Training Error when run tedlium recipe #213

yuexianghubit · 2019-05-22T01:22:30Z

Hi Alls:

I already install essen and I am trying to run the tedlium recipe, but I got the error:

train-ctc-parallel --report-step=1000 --num-sequence=20 --frame-limit=25000 --learn-rate=0.00004 --momentum=0.9 --verbose=1 'ark,s,cs:apply-cmvn --norm-vars=true --utt2spk=ark:data/train_tr95/utt2spk scp:data/train_tr95/cmvn.scp scp:exp/train_phn_l5_c320/train.scp ark:- | add-deltas ark:- ark:- |' 'ark:gunzip -c exp/train_phn_l5_c320/labels.tr.gz|' exp/train_phn_l5_c320/nnet/nnet.iter0 exp/train_phn_l5_c320/nnet/nnet.iter1
WARNING (train-ctc-parallel:SelectGpuId():cuda-device.cc:150) Suggestion: use 'nvidia-smi -c 1' to set compute exclusive mode
LOG (train-ctc-parallel:SelectGpuIdAuto():cuda-device.cc:262) Selecting from 4 GPUs
LOG (train-ctc-parallel:SelectGpuIdAuto():cuda-device.cc:277) cudaSetDevice(0): GeForce GTX 1080 Ti free:189M, used:10985M, total:11175M, free/total:0.0169513
LOG (train-ctc-parallel:SelectGpuIdAuto():cuda-device.cc:277) cudaSetDevice(1): GeForce GTX 1080 Ti free:11015M, used:163M, total:11178M, free/total:0.985418
LOG (train-ctc-parallel:SelectGpuIdAuto():cuda-device.cc:277) cudaSetDevice(2): GeForce GTX 1080 Ti free:11015M, used:163M, total:11178M, free/total:0.985418
LOG (train-ctc-parallel:SelectGpuIdAuto():cuda-device.cc:277) cudaSetDevice(3): GeForce GTX 1080 Ti free:11015M, used:163M, total:11178M, free/total:0.985418
LOG (train-ctc-parallel:SelectGpuIdAuto():cuda-device.cc:310) Selected device: 1 (automatically)
LOG (train-ctc-parallel:FinalizeActiveGpu():cuda-device.cc:194) The active GPU is [1]: GeForce GTX 1080 Ti free:10983M, used:195M, total:11178M, free/total:0.982556 version 6.1
LOG (train-ctc-parallel:PrintMemoryUsage():cuda-device.cc:334) Memory used: 0 bytes.
LOG (train-ctc-parallel:DisableCaching():cuda-device.cc:731) Disabling caching of GPU memory.

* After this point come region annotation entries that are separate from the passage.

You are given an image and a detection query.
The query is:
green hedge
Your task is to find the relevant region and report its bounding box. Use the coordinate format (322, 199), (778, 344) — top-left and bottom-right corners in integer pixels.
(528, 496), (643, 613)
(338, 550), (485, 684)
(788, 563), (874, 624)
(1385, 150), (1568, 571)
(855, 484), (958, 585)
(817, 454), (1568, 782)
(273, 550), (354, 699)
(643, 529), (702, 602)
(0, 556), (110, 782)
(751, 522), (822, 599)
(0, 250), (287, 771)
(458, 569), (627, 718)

ERROR (train-ctc-parallel:ExpectToken():io-funcs.cc:197) Expected token "<ForwardDropoutFactor>", got instead "<DropFactor>".
ERROR (train-ctc-parallel:ExpectToken():io-funcs.cc:197) Expected token "<ForwardDropoutFactor>", got instead "<DropFactor>".

[stack trace: ]
eesen::KaldiGetStackTraceabi:cxx11
eesen::KaldiErrorMessage::~KaldiErrorMessage()
eesen::ExpectToken(std::istream&, bool, char const*)
eesen::BiLstm::ReadData(std::istream&, bool)
eesen::Layer::Read(std::istream&, bool, bool)
.
.
.
eesen::Net::Read(std::istream&, bool)
eesen::Net::Read(std::__cxx11::basic_string<char, std::char_traits, std::allocator > const&)
train-ctc-parallel(main+0xbb1) [0x434345]
/lib/x86_64-linux-gnu/libc.so.6(__libc_start_main+0xf0) [0x7fc1fec83830]
train-ctc-parallel(_start+0x29) [0x4320f9]

How to fix it?
Thank you!

The text was updated successfully, but these errors were encountered:

fmetze · 2019-05-23T03:30:29Z

The error is probably caused by an inconsistency between your conf/*.proto file and the actual model. It seems that the prototype file has been generated with a prototype in the librispeech recipe (or https://github.com/jb1999/eesen), while the actual code is srvk's Eesen?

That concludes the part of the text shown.